Tuesday, September 15, 2009

Dispute Erupts over Honduran Ambassador at the UN Human Rights Council

A group of Latin American countries held up meetings of the UN’s Human Rights Council in Geneva, Switzerland Monday, in protest against the presence of Honduran ambassador to the UN, Delmer Urbizo. Urbizo, appointed by the ousted Manuel Zelaya, has since sided with the Micheletti government, and so representatives to the UN from Venezuela and the Dominican Republic made strong statements against the Urbizo’s participation in Council meetings. “My government does not recognize any diplomatic representative of the de facto regime headed by Micheletti,” Homero Hernandez tells AFP. Representatives from Brazil and Argentina eventually called an motion to debate the matter in order to break the impasse—an event which was supposed to occur later in the day, according to AFP. [Costa Rica’s La Nación reports that the president of the Human Rights Council, Alex Van Meeuwen of Belgium, ended up denying the Honduran diplomat the right to speak on the floor yesterday and asked him to leave the session.] Also this morning, the AP reports that Costa Rica’s Oscar Arias plans to meet with the Honduran presidential contenders this week, telling them their election would not be recognized by the international community under the current situation. “The idea is to speak with them frankly,” Arias tells the AP. The State Dept.’s Craig Kelly reiterated the U.S. position as well on the election matter, saying that the de facto regime’s acceptance of the San Jose Accords would be the best way to resolve the crisis.

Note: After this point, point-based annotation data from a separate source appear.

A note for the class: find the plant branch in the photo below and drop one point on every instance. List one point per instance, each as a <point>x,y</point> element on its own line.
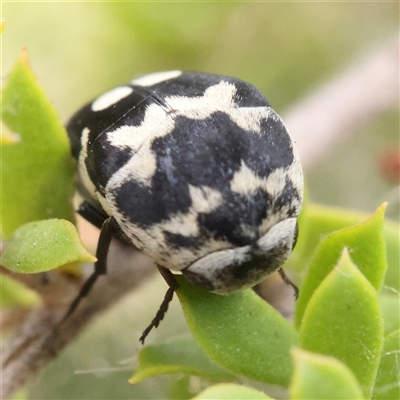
<point>41,337</point>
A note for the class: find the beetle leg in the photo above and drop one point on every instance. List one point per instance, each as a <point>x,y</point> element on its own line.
<point>109,229</point>
<point>173,285</point>
<point>286,279</point>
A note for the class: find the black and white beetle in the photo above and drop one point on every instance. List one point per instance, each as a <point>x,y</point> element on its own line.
<point>195,170</point>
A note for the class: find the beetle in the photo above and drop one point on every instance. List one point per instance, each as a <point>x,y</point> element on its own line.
<point>195,170</point>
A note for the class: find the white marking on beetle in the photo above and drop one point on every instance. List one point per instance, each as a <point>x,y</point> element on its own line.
<point>205,199</point>
<point>82,171</point>
<point>110,98</point>
<point>247,182</point>
<point>157,77</point>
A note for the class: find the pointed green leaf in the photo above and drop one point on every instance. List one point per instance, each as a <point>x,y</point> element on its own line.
<point>387,385</point>
<point>343,319</point>
<point>44,245</point>
<point>14,293</point>
<point>178,356</point>
<point>390,306</point>
<point>321,377</point>
<point>37,169</point>
<point>317,221</point>
<point>241,332</point>
<point>366,245</point>
<point>230,391</point>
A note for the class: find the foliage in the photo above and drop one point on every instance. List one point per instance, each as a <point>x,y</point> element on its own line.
<point>346,331</point>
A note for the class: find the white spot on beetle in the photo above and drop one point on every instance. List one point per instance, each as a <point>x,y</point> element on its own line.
<point>111,97</point>
<point>157,77</point>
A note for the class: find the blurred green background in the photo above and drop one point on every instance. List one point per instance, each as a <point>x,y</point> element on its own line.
<point>81,49</point>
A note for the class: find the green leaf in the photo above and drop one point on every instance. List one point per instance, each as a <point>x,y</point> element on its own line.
<point>390,306</point>
<point>14,293</point>
<point>343,319</point>
<point>321,377</point>
<point>44,245</point>
<point>366,245</point>
<point>241,332</point>
<point>178,356</point>
<point>317,221</point>
<point>230,391</point>
<point>37,170</point>
<point>387,385</point>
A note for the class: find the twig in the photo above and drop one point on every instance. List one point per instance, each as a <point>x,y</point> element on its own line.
<point>345,104</point>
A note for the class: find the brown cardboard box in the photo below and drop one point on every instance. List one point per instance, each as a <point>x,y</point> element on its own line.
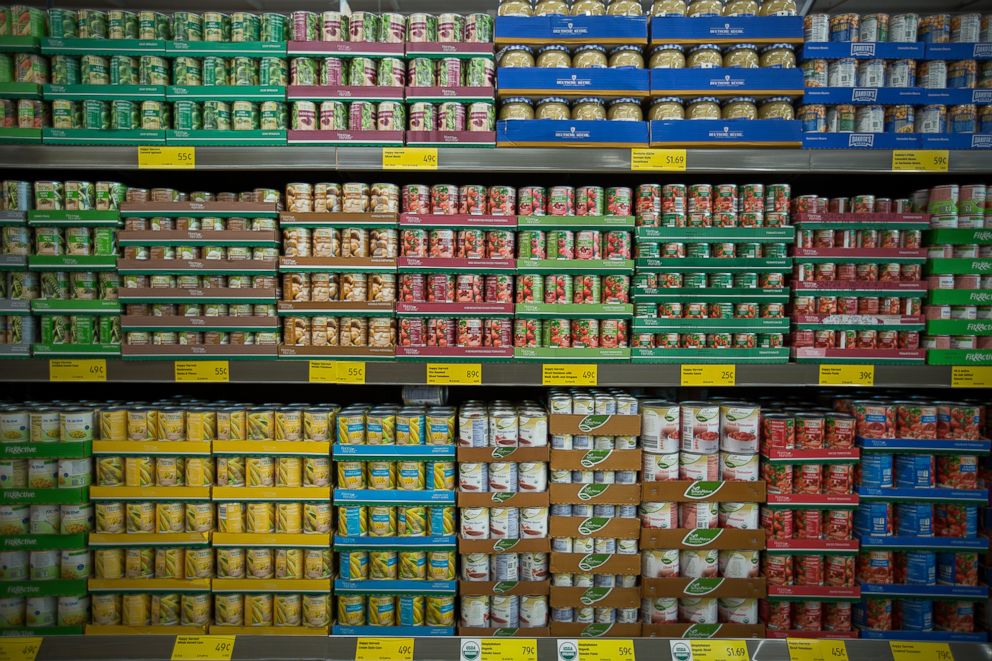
<point>689,491</point>
<point>611,460</point>
<point>579,630</point>
<point>596,563</point>
<point>494,546</point>
<point>723,539</point>
<point>518,588</point>
<point>489,455</point>
<point>595,494</point>
<point>600,527</point>
<point>595,425</point>
<point>504,499</point>
<point>704,630</point>
<point>596,597</point>
<point>752,588</point>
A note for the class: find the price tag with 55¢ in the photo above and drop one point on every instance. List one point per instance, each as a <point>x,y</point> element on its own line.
<point>211,648</point>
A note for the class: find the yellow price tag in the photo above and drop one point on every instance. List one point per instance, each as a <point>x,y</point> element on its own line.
<point>657,160</point>
<point>920,651</point>
<point>202,371</point>
<point>847,375</point>
<point>454,374</point>
<point>213,648</point>
<point>920,160</point>
<point>19,649</point>
<point>709,375</point>
<point>90,369</point>
<point>323,371</point>
<point>166,158</point>
<point>605,650</point>
<point>569,375</point>
<point>498,649</point>
<point>384,649</point>
<point>971,377</point>
<point>719,650</point>
<point>409,158</point>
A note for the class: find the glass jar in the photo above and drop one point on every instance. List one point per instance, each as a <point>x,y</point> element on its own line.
<point>515,8</point>
<point>551,8</point>
<point>704,56</point>
<point>588,8</point>
<point>740,107</point>
<point>668,8</point>
<point>517,56</point>
<point>552,107</point>
<point>624,8</point>
<point>778,8</point>
<point>703,107</point>
<point>776,107</point>
<point>626,57</point>
<point>779,56</point>
<point>667,56</point>
<point>667,107</point>
<point>553,57</point>
<point>589,57</point>
<point>625,109</point>
<point>589,107</point>
<point>744,56</point>
<point>705,8</point>
<point>741,8</point>
<point>516,107</point>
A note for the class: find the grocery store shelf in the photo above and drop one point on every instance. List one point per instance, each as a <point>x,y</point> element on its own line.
<point>794,161</point>
<point>259,648</point>
<point>494,374</point>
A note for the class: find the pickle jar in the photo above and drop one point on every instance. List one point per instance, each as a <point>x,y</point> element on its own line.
<point>704,56</point>
<point>589,107</point>
<point>590,57</point>
<point>667,56</point>
<point>552,107</point>
<point>516,107</point>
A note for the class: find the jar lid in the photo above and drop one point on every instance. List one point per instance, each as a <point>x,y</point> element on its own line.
<point>662,47</point>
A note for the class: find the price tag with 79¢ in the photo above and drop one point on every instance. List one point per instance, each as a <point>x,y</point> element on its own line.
<point>592,649</point>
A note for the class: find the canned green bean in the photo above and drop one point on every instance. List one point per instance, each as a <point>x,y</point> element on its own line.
<point>64,70</point>
<point>216,116</point>
<point>96,114</point>
<point>215,71</point>
<point>124,115</point>
<point>124,71</point>
<point>273,71</point>
<point>63,23</point>
<point>92,24</point>
<point>186,115</point>
<point>187,71</point>
<point>153,70</point>
<point>122,24</point>
<point>187,26</point>
<point>245,27</point>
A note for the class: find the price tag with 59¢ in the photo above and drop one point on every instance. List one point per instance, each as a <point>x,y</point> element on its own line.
<point>847,375</point>
<point>709,375</point>
<point>384,649</point>
<point>498,649</point>
<point>454,374</point>
<point>94,369</point>
<point>920,651</point>
<point>657,160</point>
<point>709,650</point>
<point>212,648</point>
<point>19,649</point>
<point>202,371</point>
<point>569,375</point>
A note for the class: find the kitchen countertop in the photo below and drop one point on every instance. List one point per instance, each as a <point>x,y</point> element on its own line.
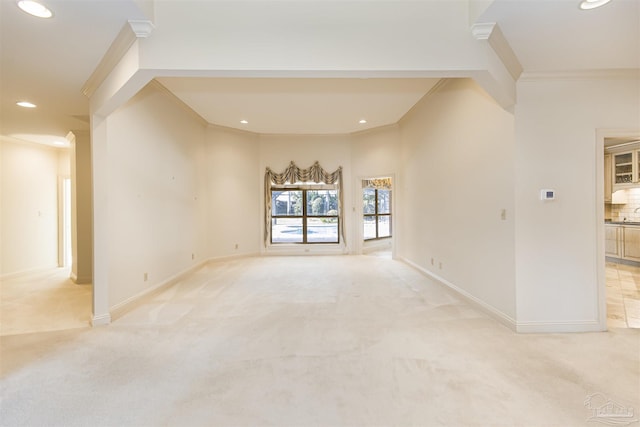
<point>622,223</point>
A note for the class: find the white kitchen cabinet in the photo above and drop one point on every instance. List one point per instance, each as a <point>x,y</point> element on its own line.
<point>622,242</point>
<point>631,243</point>
<point>625,168</point>
<point>608,178</point>
<point>612,241</point>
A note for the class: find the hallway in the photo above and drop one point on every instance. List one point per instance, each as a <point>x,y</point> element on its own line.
<point>331,340</point>
<point>43,301</point>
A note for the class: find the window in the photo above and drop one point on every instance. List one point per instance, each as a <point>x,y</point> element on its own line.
<point>304,215</point>
<point>303,206</point>
<point>377,213</point>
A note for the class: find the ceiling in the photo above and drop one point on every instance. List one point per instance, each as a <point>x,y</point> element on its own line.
<point>299,106</point>
<point>48,61</point>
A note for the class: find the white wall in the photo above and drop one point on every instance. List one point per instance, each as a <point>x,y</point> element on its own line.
<point>29,206</point>
<point>157,204</point>
<point>234,191</point>
<point>457,177</point>
<point>331,151</point>
<point>556,147</point>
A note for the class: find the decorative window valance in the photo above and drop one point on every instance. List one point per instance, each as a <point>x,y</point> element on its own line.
<point>294,175</point>
<point>378,183</point>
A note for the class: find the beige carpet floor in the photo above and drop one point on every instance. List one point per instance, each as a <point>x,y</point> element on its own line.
<point>312,341</point>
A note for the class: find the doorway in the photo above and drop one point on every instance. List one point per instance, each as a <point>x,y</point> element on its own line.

DOS also expressed concern on Monday over Venezuela’s decision to buy over $2 billion in military goods from Russia. According to spokesman Ian Kelly, the U.S. has “concerns in general about Venezuela's stated desire to increase its arms build-up, which we think poses a serious challenge to stability in the Western Hemisphere.” He added that the U.S. was also worried about an arms race in the region (something OAS Sec. General José Miguel Insulza said was not yet occurring, when speaking at the CAF conference last week).

The BBC reports that at another round of UNASUR meetings, beginning today in Quito, will take up the issue of weapons and militarization once again. The stated objective of the meeting is for UNASUR members to reach a level of “mutual confidence” with one another on establishing mechanisms for the exchange of military and security information, the BBC says. Brazil, in particular, has said member nations should be transparent about their military purchases with countries outside the region. In turn, it has said it would make public all details of its recent military deal with France. The idea of having UNASUR inspect each country’s military bases, presented at the last meeting of the group by Ecuador’s Rafael Correa, will likely also be raised.

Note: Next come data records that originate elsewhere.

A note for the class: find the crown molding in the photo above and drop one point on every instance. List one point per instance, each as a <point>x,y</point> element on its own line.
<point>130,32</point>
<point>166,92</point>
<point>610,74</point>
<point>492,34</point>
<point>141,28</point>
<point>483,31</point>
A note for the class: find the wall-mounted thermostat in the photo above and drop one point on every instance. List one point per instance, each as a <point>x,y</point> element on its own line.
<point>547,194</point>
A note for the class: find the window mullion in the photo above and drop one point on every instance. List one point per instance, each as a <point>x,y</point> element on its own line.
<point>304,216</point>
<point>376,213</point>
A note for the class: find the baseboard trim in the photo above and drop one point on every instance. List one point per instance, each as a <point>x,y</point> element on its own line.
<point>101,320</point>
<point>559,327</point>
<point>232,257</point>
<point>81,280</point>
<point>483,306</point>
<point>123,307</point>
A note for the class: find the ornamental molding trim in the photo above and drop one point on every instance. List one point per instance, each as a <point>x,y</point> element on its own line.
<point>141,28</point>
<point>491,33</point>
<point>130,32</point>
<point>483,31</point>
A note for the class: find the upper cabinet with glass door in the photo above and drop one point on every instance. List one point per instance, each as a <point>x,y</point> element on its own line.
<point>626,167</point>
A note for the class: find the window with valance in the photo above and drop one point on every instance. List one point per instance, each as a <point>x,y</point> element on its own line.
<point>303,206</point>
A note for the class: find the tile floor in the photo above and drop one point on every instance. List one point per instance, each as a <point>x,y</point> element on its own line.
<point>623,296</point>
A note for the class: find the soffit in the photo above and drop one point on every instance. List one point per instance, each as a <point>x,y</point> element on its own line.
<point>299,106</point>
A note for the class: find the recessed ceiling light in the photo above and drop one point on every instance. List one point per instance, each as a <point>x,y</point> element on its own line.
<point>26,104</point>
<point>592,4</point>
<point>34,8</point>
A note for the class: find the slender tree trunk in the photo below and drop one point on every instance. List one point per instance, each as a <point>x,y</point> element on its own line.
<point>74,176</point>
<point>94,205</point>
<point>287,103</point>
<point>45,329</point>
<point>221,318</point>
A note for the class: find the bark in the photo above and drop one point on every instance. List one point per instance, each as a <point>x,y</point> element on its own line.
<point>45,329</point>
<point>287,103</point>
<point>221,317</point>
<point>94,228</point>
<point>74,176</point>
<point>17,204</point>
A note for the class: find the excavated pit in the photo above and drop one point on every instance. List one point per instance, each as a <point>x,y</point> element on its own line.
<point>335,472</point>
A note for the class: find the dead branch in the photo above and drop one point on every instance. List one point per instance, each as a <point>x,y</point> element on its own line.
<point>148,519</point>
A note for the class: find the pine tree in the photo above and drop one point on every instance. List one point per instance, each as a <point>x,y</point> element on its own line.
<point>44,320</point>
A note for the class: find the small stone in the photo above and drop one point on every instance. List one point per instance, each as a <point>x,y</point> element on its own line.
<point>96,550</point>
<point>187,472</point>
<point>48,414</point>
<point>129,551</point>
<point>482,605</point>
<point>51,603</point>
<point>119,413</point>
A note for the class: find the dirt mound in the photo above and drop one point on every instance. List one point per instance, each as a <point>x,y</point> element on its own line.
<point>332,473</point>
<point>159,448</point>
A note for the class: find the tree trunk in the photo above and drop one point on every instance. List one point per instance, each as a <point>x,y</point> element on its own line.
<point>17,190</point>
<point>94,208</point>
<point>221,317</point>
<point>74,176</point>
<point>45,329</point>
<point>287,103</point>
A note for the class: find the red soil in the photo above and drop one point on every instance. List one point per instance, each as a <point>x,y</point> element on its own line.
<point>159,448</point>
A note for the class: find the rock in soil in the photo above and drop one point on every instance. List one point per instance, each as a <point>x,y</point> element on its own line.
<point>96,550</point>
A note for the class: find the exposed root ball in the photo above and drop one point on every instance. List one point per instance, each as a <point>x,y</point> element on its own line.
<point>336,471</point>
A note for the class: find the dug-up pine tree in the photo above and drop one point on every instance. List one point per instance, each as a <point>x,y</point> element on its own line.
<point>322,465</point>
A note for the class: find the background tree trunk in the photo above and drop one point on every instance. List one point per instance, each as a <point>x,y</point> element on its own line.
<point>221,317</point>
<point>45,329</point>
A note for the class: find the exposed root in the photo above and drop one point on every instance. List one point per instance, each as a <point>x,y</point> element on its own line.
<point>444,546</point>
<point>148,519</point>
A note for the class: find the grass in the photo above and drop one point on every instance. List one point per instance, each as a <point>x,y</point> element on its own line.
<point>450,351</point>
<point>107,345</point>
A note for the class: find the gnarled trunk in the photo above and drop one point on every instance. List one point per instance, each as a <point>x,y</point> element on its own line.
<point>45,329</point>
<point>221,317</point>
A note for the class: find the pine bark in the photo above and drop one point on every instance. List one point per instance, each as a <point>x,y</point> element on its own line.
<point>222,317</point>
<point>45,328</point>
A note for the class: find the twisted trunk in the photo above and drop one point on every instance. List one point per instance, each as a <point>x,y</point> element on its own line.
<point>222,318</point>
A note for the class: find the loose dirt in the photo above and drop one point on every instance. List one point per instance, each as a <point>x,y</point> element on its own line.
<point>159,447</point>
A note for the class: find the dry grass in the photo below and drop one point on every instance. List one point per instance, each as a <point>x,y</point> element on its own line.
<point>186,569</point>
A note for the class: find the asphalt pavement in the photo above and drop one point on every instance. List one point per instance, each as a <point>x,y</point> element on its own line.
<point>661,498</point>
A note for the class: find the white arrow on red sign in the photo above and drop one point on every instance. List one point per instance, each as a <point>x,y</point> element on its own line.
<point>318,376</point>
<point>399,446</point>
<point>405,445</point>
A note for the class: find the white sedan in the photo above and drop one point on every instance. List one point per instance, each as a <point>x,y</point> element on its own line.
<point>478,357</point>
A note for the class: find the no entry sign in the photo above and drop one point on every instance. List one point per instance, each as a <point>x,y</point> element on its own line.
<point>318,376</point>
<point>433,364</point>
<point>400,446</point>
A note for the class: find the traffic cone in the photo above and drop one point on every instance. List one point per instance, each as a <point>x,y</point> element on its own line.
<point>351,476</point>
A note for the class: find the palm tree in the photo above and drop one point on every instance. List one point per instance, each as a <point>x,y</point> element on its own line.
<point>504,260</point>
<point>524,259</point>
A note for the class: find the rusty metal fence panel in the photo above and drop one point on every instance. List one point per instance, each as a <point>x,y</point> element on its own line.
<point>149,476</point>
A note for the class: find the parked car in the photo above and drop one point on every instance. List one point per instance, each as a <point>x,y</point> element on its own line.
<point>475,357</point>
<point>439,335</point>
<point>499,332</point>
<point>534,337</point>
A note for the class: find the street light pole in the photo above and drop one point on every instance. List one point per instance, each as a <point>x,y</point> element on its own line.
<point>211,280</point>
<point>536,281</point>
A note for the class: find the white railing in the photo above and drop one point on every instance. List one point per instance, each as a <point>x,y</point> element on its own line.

In the spirit of talks, Correa’s Ecuador announced that its foreign minister Fander Falconi would meet with Colombian foreign minister Jaime Bermudez early next week at the UN’s General Assembly as well. The two countries have not held direct talks in over a year and a half, after Colombia struck a FARC camp in Ecuadorean territory. Negotiations are said to be “discreet” and will be aided by the Carter Center and the OAS. For his part, Falconi urged low expectations for the first encounter, writes the AP. “We are going to start a dialogue, but the two societies, the two peoples, should understand that we are not going to immediately re-establish diplomatic relations.”

In other news, the UN General Assembly’s head, Nicaragua’s Miguel D’Escoto, finished his term yesterday and the Miami Herald writes a critical appraisal of his time in office. For this 76-year-old Catholic priest turned diplomat, flanking a president deposed in an early-morning coup, illustrates a new kind of U.N. leadership: one that takes stands and chooses sides. He deliberately uses his position to represent developing nations in the face of global power and says efforts by ‘empires’ to sideline him failed. The Inter-American Dialogue’s Peter Hakim also had less than gushing reviews of his tenure. “In a region marked by huge ideological rifts, he planted himself to one side of that rift and contributed more to the polarization. It wasn't very constructive.”

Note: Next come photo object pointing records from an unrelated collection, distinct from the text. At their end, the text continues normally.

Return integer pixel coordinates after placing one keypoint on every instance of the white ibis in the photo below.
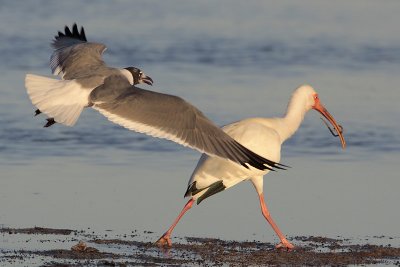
(263, 136)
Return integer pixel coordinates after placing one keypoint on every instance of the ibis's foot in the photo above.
(285, 245)
(164, 241)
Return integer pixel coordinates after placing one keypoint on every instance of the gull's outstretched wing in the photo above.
(170, 117)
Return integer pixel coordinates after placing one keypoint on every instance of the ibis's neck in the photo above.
(293, 118)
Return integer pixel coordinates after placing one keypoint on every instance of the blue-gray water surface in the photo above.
(233, 60)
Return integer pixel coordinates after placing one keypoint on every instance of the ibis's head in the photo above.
(313, 102)
(139, 76)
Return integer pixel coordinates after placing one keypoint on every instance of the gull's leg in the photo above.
(165, 240)
(284, 242)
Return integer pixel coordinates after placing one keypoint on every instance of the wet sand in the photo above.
(60, 247)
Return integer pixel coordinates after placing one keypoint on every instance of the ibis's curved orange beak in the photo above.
(321, 109)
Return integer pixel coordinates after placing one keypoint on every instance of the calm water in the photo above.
(233, 60)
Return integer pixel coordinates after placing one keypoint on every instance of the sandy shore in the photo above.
(59, 247)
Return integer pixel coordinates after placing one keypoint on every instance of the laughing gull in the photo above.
(88, 82)
(80, 65)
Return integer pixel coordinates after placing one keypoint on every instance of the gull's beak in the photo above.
(146, 79)
(321, 109)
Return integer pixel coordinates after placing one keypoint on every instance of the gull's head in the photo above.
(138, 76)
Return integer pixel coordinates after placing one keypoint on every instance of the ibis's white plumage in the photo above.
(264, 136)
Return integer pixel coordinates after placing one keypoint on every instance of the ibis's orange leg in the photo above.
(165, 240)
(284, 242)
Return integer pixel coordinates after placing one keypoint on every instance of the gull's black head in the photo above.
(139, 76)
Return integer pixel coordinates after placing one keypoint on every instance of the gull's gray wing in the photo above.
(73, 56)
(169, 117)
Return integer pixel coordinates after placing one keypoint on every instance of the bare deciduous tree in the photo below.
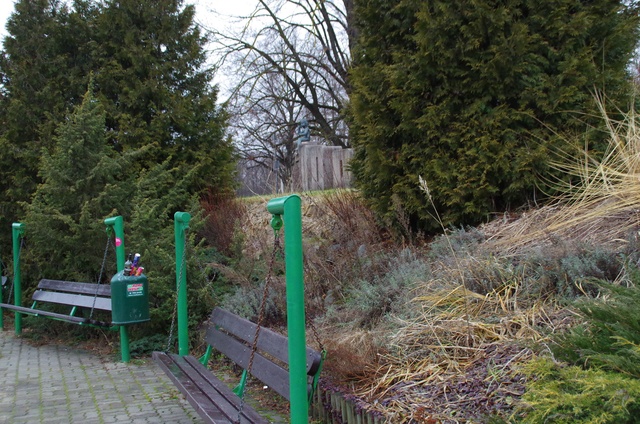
(289, 61)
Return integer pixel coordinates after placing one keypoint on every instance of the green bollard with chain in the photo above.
(181, 224)
(289, 209)
(17, 231)
(115, 226)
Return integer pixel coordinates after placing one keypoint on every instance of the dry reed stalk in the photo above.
(606, 202)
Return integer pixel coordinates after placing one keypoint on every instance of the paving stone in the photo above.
(56, 385)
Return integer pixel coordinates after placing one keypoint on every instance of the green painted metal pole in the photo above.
(17, 230)
(290, 209)
(116, 225)
(180, 225)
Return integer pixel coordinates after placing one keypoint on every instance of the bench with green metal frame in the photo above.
(233, 336)
(68, 293)
(285, 364)
(76, 295)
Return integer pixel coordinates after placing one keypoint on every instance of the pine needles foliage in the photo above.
(473, 98)
(571, 394)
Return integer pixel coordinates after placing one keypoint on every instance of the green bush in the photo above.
(571, 394)
(610, 337)
(602, 382)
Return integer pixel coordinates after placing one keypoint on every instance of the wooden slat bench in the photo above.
(68, 293)
(233, 336)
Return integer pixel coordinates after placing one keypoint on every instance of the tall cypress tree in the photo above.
(148, 59)
(468, 94)
(81, 185)
(43, 76)
(157, 90)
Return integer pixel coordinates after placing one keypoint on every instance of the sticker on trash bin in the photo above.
(134, 290)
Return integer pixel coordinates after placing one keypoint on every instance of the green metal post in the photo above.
(180, 225)
(289, 208)
(115, 224)
(17, 230)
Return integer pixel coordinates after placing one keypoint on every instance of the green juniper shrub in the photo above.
(571, 394)
(602, 381)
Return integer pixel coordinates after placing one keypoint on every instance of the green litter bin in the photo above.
(129, 299)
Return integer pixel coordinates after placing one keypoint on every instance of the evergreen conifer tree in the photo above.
(469, 95)
(80, 187)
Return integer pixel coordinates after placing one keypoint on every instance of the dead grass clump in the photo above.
(458, 357)
(223, 214)
(603, 207)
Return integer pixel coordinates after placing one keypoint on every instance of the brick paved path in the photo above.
(61, 385)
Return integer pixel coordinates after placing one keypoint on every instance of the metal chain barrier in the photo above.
(277, 247)
(175, 304)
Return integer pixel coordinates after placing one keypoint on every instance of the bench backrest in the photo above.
(233, 336)
(74, 294)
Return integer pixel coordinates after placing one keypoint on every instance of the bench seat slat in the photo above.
(62, 317)
(70, 299)
(104, 290)
(269, 341)
(210, 397)
(273, 375)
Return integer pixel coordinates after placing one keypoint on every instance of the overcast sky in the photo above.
(204, 13)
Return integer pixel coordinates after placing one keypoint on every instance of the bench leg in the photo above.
(124, 344)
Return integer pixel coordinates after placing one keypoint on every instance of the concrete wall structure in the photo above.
(323, 167)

The White House also signed a one-year extension of the Cuban trade embargo on Monday, dashing the hopes of many looking for deep changes in U.S.-Cuba policy. The measure was largely symbolic says the MH, but according to CDA’s Sarah Stephens, President Obama had forfeited a chance to send a message to Havana and the rest of Latin America that he was removing one of the foundations for the U.S. embargo against Cuba with the signing. At the same time, SFRC ranking member, Richard Lugar, introduced a bill Tuesday that would extend trade preferences to Uruguay under the Andean Trade Promotion and Drug Eradication Act. The bill’s proposal came after a meeting with Uruguayan President Tabaré Vázquez in Washington.

And finally, the AP reports the arrest of 31 Mexican police officers suspected of having ties to Mexican drug cartels. The arrests came after months of investigations, beginning last October, when “federal police arrested seven suspected Zeta accountants and found evidence of monthly payments to Hidalgo police from the gang, which is linked to the Gulf cartel.